Wellington se sienta en uno de los sillones. Supone que deberá hacer un poco de paripé y socializar antes de ir directos al grano. Está ansioso, pero ha esperado cinco años, puede esperar un poco más.

De modo que aguanta, paciente, las cordiales preguntas que su mentor le hace. Hasta que el accionista más reciente en el Consejo, pero no por eso el más joven, interviene. Parece que Wellington no es el único que tiene prisa.

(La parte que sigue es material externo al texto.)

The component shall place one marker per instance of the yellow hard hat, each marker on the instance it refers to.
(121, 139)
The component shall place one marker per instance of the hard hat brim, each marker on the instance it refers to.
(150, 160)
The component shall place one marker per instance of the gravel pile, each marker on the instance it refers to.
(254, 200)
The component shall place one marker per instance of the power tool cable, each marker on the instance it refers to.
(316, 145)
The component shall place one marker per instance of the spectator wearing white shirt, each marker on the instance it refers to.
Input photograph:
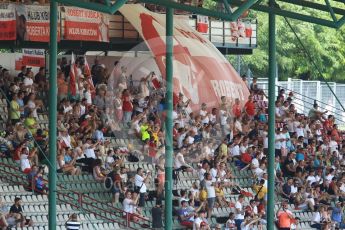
(211, 193)
(179, 162)
(129, 206)
(24, 161)
(280, 139)
(201, 222)
(140, 181)
(239, 211)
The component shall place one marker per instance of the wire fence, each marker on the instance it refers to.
(306, 92)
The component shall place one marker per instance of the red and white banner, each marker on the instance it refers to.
(33, 23)
(33, 57)
(202, 24)
(7, 22)
(201, 72)
(73, 86)
(86, 25)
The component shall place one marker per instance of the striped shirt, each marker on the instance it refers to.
(72, 225)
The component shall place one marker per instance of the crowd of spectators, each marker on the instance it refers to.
(308, 148)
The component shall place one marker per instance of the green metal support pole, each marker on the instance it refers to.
(271, 117)
(52, 112)
(169, 119)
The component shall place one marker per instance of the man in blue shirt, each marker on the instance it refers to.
(337, 215)
(300, 154)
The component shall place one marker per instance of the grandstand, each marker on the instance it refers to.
(235, 155)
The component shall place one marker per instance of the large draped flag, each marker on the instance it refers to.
(87, 74)
(72, 78)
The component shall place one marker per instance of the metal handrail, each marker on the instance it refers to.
(307, 102)
(79, 194)
(321, 102)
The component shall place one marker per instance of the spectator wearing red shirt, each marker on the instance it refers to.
(127, 106)
(250, 106)
(328, 124)
(335, 134)
(236, 108)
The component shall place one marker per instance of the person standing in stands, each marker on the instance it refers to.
(140, 185)
(285, 217)
(157, 215)
(14, 110)
(73, 223)
(17, 211)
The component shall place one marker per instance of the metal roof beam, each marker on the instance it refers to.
(107, 2)
(95, 6)
(315, 6)
(331, 11)
(202, 11)
(289, 14)
(227, 6)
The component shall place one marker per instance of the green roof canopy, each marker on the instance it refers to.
(330, 13)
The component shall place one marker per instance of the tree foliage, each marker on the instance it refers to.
(325, 45)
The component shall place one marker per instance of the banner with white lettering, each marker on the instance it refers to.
(201, 72)
(86, 25)
(33, 57)
(202, 24)
(33, 23)
(7, 22)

—Señor Wellington —interrumpe—. Como sabrá, somos hombres ocupados. Aunque me encantaría continuar esta agradable conversación sobre su vida y logros, me temo que hay temas más importantes que tratar —dice de forma hosca.

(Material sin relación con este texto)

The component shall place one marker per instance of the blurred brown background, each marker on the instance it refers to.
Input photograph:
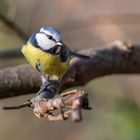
(84, 24)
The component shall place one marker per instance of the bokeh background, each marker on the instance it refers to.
(84, 24)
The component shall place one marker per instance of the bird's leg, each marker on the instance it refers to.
(48, 88)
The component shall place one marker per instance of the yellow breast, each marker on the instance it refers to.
(49, 64)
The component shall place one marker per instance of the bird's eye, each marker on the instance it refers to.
(50, 37)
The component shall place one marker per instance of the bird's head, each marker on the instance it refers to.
(48, 39)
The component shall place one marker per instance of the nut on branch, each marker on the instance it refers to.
(73, 101)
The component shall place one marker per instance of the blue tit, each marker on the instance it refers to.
(46, 52)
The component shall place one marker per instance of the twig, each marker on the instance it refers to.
(115, 58)
(73, 100)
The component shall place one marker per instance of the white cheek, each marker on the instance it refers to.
(44, 42)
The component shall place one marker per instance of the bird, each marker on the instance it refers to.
(47, 53)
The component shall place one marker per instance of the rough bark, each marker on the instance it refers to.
(115, 58)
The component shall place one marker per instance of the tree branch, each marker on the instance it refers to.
(116, 58)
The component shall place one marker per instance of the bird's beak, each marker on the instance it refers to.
(59, 44)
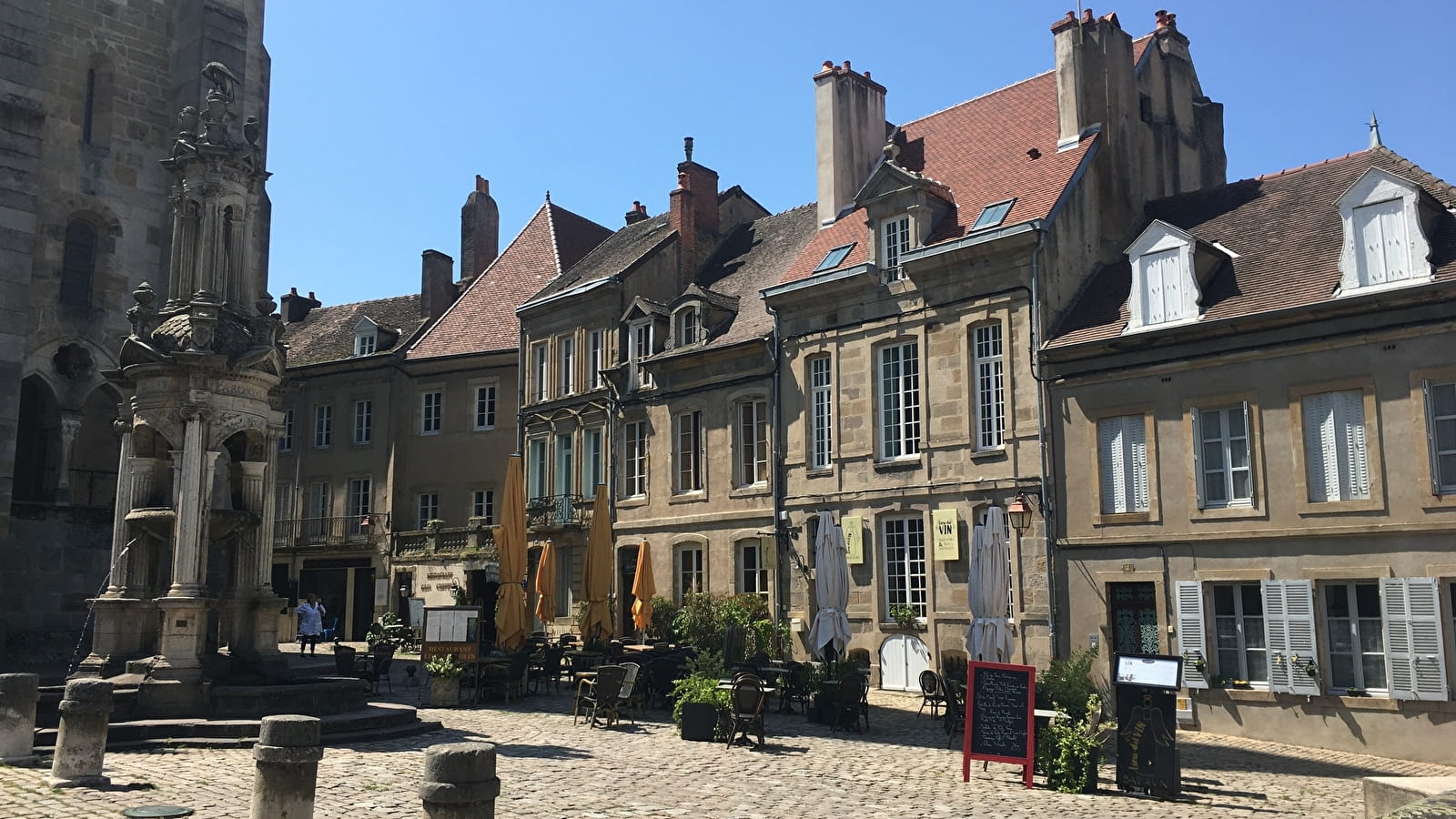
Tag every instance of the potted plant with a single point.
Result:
(444, 681)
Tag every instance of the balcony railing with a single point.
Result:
(553, 511)
(339, 531)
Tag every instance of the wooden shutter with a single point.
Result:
(1193, 642)
(1414, 652)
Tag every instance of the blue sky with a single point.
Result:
(382, 116)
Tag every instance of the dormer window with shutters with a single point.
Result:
(1165, 290)
(1385, 244)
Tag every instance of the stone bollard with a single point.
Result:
(288, 758)
(80, 745)
(18, 697)
(460, 782)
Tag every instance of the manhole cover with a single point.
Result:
(157, 812)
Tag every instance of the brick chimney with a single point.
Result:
(693, 213)
(1096, 84)
(295, 308)
(849, 133)
(437, 288)
(480, 230)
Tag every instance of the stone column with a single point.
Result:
(460, 782)
(80, 745)
(288, 758)
(18, 697)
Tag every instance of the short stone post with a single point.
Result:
(80, 745)
(460, 782)
(288, 758)
(18, 697)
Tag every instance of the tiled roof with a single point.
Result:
(484, 317)
(327, 334)
(1286, 232)
(979, 150)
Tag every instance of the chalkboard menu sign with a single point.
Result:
(999, 716)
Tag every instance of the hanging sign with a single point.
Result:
(946, 533)
(854, 540)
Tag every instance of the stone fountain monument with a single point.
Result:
(189, 602)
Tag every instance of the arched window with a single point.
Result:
(77, 263)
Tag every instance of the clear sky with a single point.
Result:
(383, 113)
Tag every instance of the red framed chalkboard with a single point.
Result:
(1001, 716)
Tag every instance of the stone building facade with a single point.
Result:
(89, 106)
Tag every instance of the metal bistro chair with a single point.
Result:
(746, 709)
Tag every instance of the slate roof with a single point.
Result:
(327, 334)
(1286, 230)
(484, 317)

—Ya lo creo, señor —responde él mostrando una ligera sonrisa. "Por fin", piensa.

—Supongo que será conocedor de la situación económica en la que se encuentra sumido el país y el mundo entero —comienza el accionista irritado—. La compañía, nuestra compañía —hace hincapié con un gesto que sólo incluye a los siete—, no está en su mejor momento. Hemos tenido que prescindir de varios departamentos, vender algunos negocios y ajustar la plantilla —usa como eufemismo para referirse al despido masivo—. De hecho, usted fue el precursor de uno de esos ajustes. Por cuenta propia y sin previo aviso, decidió prescindir de toda una empresa. MKM, ¿lo recuerda?

Johnson y su deprimente equipo de la planta 4 se dibuja en su mente. Hacía tiempo que había olvidado a esa rata rastrera.

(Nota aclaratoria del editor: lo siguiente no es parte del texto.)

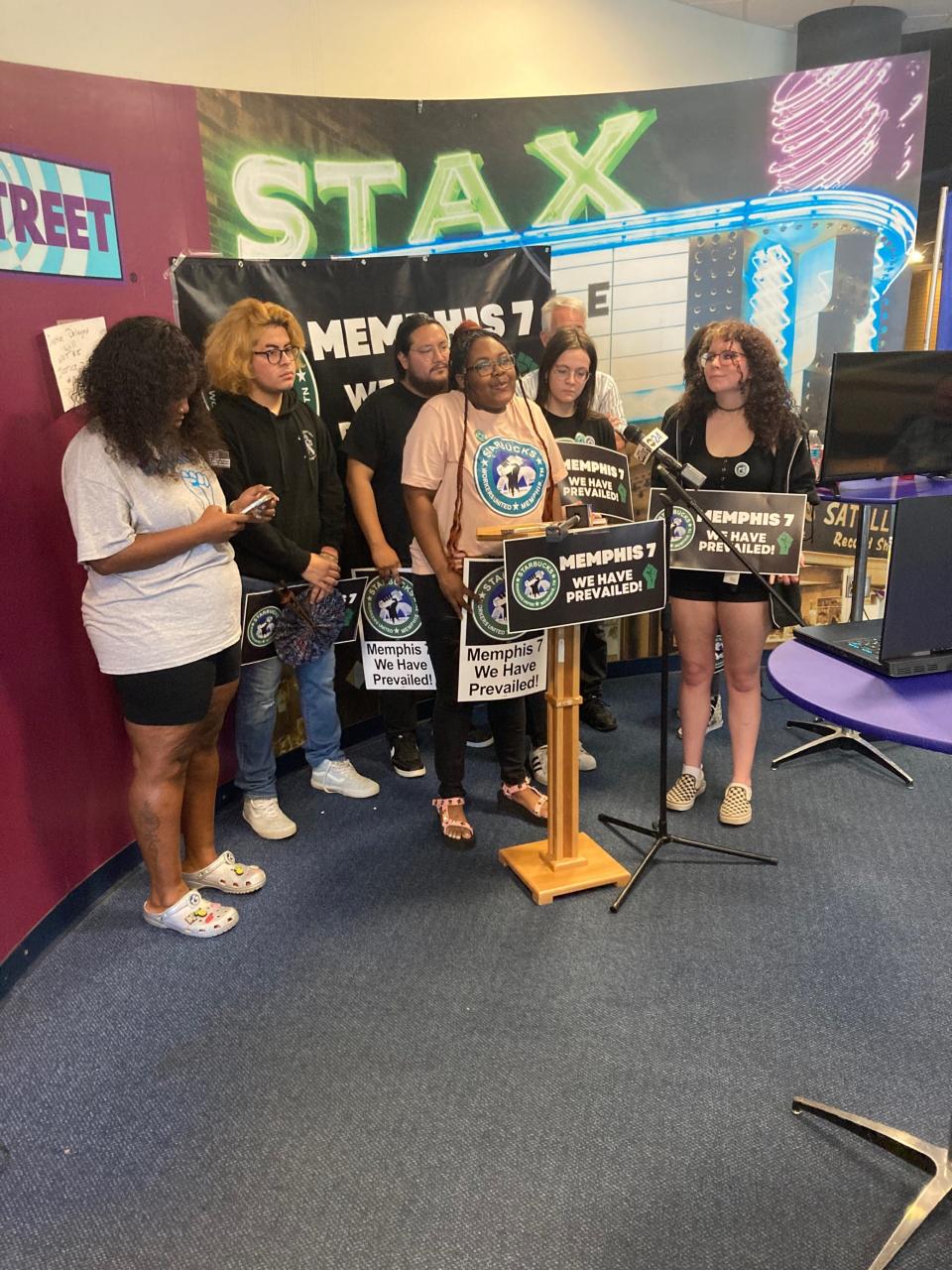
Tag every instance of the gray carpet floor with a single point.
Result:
(399, 1061)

—Sí, señor —admite satisfecho—. Son decisiones duras que un directivo debe tomar. Demostrar iniciativa y mano dura, antes de que la tormenta acontezca, es crucial en el mundo empresarial.

—Me alegra ver que coincidimos en ese respecto —responde con tono malicioso el accionista—. Así me será más sencillo hacerle comprender la razón de porqué está aquí —a Wellington no le gusta su forma de hablar, ni su mirada oscura. Algo no va bien.

—Su salud —interviene otro—, díganos, ¿en qué condiciones está?

Esa pregunta se instala en el sistema nervioso de Wellington provocándole un shock de forma automática. Sus músculos se tensan y la mano con la sujeta la copa aprieta ésta con fuerza en un acto reflejo. Inquieto, se remueve en su asiento.

—No... No comprendo la pregunta, señor —titubea.

—Tenemos serios indicios de que está usted gravemente enfermo, Montgomery —interviene el primer accionista—. Fuentes fiables y hechos innegables nos lo confirman.

Wellington queda enmudecido. ¿Cómo es posible? Había tomado todas las precauciones posibles. Había eliminado todo rastro de médicos, hospitalizaciones, recetas médicas. Había untado a todo el que le había diagnosticado para que no hablaran. Nadie lo sabía. Nadie en el mundo. Excepto James. Y Máxima...

¿Sería capaz? ¿Sería capaz de traicionarlo de esa forma tan vil? ¿Después de que se ofreció a ayudarla? Quizás sólo fue una maniobra para cubrir sus huellas en este maquiavélico complot. Quizás el rencor y las ansias de venganza son más grandes que cualquier corazón humano.

No. No es posible. Ella no. No la ve capaz. Ella no le haría algo así. Al menos no conscientemente. Pero no puede obviar el hecho de con quien vive. De con quien comparte casa, cama y una vida. Ella no se lo contaría a esos hombres, pero sí podía habérselo contado a él... Ese bastardo...

—Señor Wellington —le llama la atención su verdugo—. ¿No es cierto que estuvo usted hospitalizado en la clínica privada Hugh Oswald los días diez y once de este mes? ­—lo inquiere—. ¿No es cierto que sufrió usted un ataque en las instalaciones de esta empresa momentos antes de ese hecho? —continúa incansable ante la falta de respuesta—. ¿No es cierto que viene cada día a trabajar bajo los efectos de fuertes sedantes que afectan a su conducta y raciocinio? Una empleada de la limpieza dice haberle visto sudoroso y desorientado a altas horas de la noche, tirado sobre la alfombra de su despacho y oliendo a alcohol. ¿No es cierto, señor Wellington, que padece usted Huntington?